Choose the most appropriate answer from the options given below :

(A) (a)-(ii), (b)-(iv), (c)-(i), (d)-(iii)

(B) (a)-(ii), (b)-(i), (c)-(iv), (d)-(iii)

(C) (a)-(iii), (b)-(ii), (c)-(iv), (d)-(i)

(D) (a)-(iii), (b)-(i), (c)-(iv), (d)-(ii)

Correct answer is (D)

(a) Magnetic Induction = MT^{$-$ 2}A^{$-$ 1}

(b) Magnetic Flux = ML²T^{$-$ 2}A^{$-$ 1}

(c) Magnetic Permeability = MLT^{$-$ 2}A^{$-$ 2}

(d) Magnetization = M⁰L^{$-$ 1}A

24.(JEE Main 2021 (Online) 16th March Morning Shift )

One main scale division of a vernier callipers is 'a' cm and n^th division of the vernier scale coincide with (n $-$ 1)^th division of the main scale.
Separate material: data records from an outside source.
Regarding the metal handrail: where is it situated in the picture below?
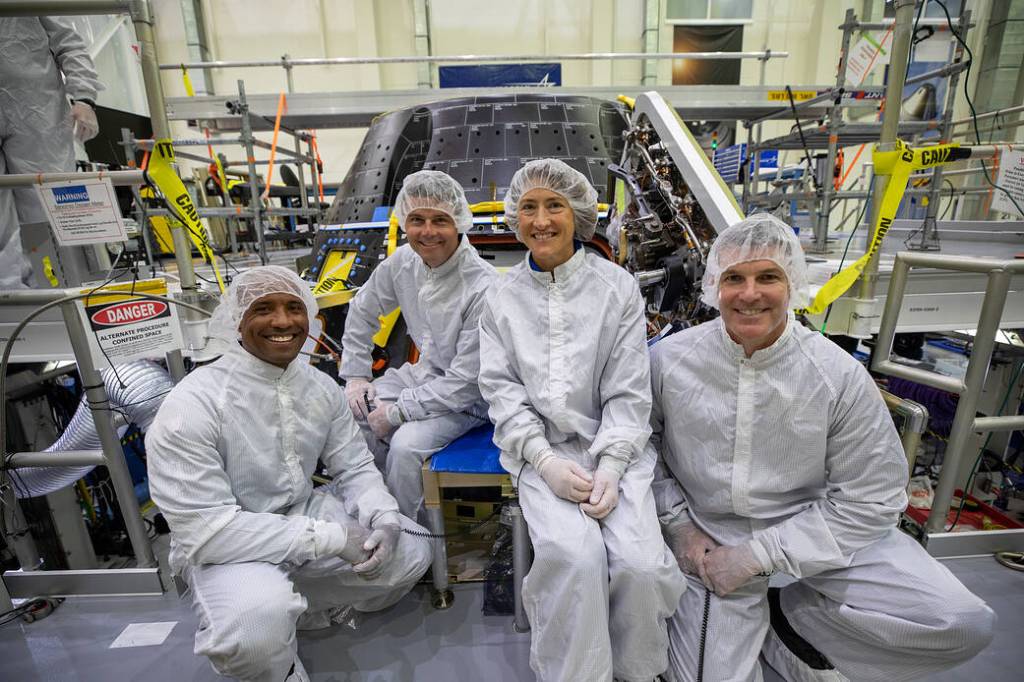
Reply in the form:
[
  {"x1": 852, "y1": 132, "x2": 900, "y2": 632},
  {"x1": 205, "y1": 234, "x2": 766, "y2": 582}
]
[
  {"x1": 160, "y1": 50, "x2": 790, "y2": 71},
  {"x1": 871, "y1": 251, "x2": 1024, "y2": 535}
]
The least count of the callipers in mm is :

(A) $\frac{10 a}{n}$

(B) $\frac{10 n a}{(n - 1)}$

(C) $(\frac{n - 1}{10 n}) a$

(D) $\frac{10 a}{(n - 1)}$

Correct answer is (A)

n VSD = (n $-$ 1) MSD

1 VSD = $(\frac{n - 1}{n})$ MSD

L.C. = 1 MSD $-$ 1 VSD

= 1 MSD $-$ $(\frac{n - 1}{n})$ MSD

= 1 MSD $-$ 1 MSD + $\frac{M S D}{n}$

= $\frac{M S D}{n}$

= $\frac{a}{n}$ cm

= $\frac{10 a}{n}$ mm

25.(JEE Main 2021 (Online) 25th February Evening Shift )

If e is the electronic charge, c is the speed of light in free space and h is Planck's constant, the quantity $\frac{1}{4 π ε_{0}} \frac{| e |^{2}}{h c}$ has dimensions of :

(A) $[M L T^{- 1}]$

(B) $[M L T^{0}]$

(C) $[M^{0} L^{0} T^{0}]$

(D) $[L C^{- 1}]$

Correct answer is (C)

Given

e = electronic charge

c = speed of light in free space

h = Planck's constant

We know, E = $\frac{h c}{λ}$

and $F = \frac{1}{4 π ε_{0}} \frac{q^{2}}{d^{2}}$ $\Rightarrow$ $\frac{q^{2}}{4 π ε_{0}} = F d^{2}$

$\frac{1}{4 π ε_{0}} \frac{e^{2}}{h c}$

= $\frac{F d^{2}}{E λ}$

= $\frac{F d . d}{E λ}$

= $\frac{d}{λ}$

$=$ dimensionless

$= [M^{0} L^{0} T^{0}]$